Willians Astudillo led off the inning with a single to Francisco Lindor, who was unable to make the throw to first, and Jonathan Schoop followed with a triple off the center-field wall that Indians center fielder Oscar Mercado was unable to handle, knotting the game up at 2. Indians manager Terry Francona turned to Oliver Perez to face lefty Max Kepler, but the plate appearance resulted in a walk. That’s when the ball was handed to Goody.

“We didn’t help [the bullpen], either,” Francona said. “Oscar needs to play that as a double. Just play it into a double. Then after that [Yasiel Puig] fires it. So we go from a runner on second to third. That 90 feet is huge. It just kind of got the ball rolling where we couldn’t stop it.”

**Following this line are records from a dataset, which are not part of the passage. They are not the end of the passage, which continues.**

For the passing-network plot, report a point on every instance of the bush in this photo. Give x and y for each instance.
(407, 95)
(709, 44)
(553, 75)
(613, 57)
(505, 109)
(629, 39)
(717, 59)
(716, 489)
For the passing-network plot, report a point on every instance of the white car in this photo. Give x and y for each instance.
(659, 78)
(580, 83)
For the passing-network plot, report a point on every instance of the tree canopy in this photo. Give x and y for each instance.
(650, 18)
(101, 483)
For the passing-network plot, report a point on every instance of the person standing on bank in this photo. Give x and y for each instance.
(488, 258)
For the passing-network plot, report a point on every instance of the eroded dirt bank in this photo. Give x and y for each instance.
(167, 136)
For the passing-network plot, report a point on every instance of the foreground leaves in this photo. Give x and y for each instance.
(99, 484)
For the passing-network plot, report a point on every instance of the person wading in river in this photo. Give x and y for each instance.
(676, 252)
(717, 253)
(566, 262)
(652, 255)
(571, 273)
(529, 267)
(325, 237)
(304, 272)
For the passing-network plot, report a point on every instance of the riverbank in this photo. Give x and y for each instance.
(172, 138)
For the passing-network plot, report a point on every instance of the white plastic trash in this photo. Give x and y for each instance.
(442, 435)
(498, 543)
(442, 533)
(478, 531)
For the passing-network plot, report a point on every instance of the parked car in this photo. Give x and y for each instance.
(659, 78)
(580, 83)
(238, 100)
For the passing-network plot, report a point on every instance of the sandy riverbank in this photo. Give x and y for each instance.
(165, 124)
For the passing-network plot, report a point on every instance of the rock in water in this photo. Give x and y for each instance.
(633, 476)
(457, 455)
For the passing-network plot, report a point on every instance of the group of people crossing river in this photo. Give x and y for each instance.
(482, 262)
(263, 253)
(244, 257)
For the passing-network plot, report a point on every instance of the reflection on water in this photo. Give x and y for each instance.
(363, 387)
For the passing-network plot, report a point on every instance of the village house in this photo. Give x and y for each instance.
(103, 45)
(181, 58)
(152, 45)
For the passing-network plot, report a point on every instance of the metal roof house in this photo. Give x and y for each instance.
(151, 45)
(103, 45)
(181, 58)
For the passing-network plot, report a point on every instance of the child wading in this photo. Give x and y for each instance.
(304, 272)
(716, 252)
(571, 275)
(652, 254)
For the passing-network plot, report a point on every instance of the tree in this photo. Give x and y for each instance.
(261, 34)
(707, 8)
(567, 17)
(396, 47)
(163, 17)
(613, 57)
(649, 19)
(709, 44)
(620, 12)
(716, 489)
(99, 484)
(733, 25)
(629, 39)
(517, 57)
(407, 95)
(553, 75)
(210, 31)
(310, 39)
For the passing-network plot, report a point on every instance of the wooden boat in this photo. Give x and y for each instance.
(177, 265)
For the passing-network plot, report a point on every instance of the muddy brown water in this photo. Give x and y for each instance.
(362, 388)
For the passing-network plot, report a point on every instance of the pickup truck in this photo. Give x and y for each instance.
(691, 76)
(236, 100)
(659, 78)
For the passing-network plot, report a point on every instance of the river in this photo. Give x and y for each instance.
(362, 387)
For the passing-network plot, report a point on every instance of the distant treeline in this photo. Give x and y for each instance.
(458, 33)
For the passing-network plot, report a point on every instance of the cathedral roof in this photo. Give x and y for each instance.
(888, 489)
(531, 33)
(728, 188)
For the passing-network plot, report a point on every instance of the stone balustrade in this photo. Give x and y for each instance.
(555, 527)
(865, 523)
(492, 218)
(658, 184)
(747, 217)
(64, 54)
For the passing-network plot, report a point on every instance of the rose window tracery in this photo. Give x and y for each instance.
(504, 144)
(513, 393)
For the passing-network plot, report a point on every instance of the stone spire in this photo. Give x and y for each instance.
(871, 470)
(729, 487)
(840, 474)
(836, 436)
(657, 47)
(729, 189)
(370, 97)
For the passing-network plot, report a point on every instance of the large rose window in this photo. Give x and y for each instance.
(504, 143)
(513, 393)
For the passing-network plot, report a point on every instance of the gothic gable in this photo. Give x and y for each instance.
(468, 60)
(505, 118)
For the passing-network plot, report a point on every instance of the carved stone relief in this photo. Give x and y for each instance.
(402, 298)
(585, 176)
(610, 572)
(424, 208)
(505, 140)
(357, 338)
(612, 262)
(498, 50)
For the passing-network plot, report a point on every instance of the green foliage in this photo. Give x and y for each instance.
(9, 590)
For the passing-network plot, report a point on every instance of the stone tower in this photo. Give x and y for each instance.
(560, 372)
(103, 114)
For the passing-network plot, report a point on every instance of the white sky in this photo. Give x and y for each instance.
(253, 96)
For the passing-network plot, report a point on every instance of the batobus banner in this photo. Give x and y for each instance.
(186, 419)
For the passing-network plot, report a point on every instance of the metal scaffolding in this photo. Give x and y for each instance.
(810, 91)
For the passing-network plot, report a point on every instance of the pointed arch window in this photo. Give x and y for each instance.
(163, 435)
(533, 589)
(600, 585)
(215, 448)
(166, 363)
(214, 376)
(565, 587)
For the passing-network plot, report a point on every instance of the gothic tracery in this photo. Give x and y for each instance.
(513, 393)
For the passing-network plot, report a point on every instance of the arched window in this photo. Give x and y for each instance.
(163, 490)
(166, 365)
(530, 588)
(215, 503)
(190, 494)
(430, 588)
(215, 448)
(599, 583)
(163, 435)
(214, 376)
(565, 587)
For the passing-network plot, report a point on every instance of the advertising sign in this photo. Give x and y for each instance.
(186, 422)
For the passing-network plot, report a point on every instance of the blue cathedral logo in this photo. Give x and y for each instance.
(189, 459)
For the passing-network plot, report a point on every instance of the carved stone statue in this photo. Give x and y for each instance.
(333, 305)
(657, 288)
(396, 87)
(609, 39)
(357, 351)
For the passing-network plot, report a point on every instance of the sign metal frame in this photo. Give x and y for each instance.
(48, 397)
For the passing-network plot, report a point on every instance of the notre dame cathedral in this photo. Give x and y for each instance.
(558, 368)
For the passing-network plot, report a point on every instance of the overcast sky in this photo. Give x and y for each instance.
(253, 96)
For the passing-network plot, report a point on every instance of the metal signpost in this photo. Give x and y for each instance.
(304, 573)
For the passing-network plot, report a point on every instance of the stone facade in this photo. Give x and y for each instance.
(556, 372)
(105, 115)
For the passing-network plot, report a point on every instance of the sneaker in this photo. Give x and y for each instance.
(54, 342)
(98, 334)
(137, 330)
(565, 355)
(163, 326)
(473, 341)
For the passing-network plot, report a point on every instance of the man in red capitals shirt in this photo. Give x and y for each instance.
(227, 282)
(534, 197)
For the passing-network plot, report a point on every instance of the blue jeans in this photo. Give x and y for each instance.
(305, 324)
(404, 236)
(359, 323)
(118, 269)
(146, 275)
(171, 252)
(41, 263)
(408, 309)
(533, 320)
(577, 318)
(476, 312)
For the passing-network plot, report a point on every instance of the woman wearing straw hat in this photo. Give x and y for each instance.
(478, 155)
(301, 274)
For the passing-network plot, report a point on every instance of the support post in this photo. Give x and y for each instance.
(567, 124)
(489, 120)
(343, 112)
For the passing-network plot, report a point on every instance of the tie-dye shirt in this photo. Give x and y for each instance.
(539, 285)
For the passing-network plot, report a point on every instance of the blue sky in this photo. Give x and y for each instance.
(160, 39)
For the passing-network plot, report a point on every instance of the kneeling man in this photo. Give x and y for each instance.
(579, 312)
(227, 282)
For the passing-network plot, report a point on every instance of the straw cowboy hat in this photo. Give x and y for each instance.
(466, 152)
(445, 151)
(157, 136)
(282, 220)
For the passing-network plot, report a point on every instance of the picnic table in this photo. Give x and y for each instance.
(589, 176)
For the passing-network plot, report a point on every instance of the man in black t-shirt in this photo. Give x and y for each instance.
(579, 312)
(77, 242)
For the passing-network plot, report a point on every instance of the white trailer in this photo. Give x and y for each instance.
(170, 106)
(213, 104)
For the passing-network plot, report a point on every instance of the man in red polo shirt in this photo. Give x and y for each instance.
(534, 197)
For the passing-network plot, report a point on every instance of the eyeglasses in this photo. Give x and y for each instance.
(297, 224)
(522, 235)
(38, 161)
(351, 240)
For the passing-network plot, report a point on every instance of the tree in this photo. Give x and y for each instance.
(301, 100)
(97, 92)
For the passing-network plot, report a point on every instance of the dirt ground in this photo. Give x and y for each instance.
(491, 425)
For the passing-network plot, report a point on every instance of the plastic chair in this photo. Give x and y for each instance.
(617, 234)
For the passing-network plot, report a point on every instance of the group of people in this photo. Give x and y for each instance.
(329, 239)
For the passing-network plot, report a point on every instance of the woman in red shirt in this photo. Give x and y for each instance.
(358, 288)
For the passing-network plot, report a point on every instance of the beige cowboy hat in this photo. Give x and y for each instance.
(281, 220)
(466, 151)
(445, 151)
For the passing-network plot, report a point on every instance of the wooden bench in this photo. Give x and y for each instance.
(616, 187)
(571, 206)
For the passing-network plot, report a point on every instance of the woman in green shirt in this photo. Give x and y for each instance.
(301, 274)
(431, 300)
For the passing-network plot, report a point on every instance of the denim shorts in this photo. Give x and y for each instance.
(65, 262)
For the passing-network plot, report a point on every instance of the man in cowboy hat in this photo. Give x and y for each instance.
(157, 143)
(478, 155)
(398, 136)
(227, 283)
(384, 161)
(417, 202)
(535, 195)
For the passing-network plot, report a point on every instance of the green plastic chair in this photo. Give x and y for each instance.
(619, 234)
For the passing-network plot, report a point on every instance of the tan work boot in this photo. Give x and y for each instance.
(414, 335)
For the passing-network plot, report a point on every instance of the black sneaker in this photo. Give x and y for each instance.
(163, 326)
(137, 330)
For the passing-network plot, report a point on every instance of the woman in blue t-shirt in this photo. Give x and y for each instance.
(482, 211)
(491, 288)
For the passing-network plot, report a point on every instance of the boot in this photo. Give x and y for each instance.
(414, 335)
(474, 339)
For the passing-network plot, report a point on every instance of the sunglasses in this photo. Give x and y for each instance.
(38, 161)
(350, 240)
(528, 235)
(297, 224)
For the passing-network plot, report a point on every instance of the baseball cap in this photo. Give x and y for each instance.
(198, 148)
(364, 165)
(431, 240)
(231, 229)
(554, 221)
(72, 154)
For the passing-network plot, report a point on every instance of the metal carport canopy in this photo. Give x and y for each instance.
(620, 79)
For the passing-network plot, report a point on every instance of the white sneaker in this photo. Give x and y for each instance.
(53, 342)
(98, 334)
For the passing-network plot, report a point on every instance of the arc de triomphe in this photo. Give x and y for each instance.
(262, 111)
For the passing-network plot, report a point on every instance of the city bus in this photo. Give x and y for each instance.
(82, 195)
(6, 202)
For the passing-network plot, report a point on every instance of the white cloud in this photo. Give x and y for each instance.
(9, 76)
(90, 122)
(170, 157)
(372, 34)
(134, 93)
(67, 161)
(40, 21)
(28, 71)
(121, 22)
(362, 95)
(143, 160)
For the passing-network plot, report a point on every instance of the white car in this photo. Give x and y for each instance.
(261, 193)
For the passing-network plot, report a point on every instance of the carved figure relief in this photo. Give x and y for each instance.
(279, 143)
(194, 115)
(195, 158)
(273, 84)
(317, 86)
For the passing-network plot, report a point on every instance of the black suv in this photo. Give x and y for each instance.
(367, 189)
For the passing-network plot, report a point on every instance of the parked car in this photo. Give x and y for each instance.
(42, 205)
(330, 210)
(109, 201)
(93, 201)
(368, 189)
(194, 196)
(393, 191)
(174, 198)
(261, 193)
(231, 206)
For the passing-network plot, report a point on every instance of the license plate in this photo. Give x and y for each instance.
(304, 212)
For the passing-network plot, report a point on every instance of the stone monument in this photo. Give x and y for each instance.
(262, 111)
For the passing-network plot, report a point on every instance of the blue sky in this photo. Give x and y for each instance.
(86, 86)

The loss dropped the Indians to 6 1/2 games behind the Twins in the American League Central and 1 1/2 back of the A's for the second AL Wild Card spot. With only 19 games remaining in the regular season, the deficit may be too large to overcome, but the two teams still match up four more times over the next week.

“I mean, we’re just looking to win every game, so yeah,” Goody said when asked if he felt the team needed to sweep the Twins this weekend to have a chance at the division. “Yeah, we’re here to win every game. Tonight sucked. Tomorrow’s a new day. We’ll just go on from there.”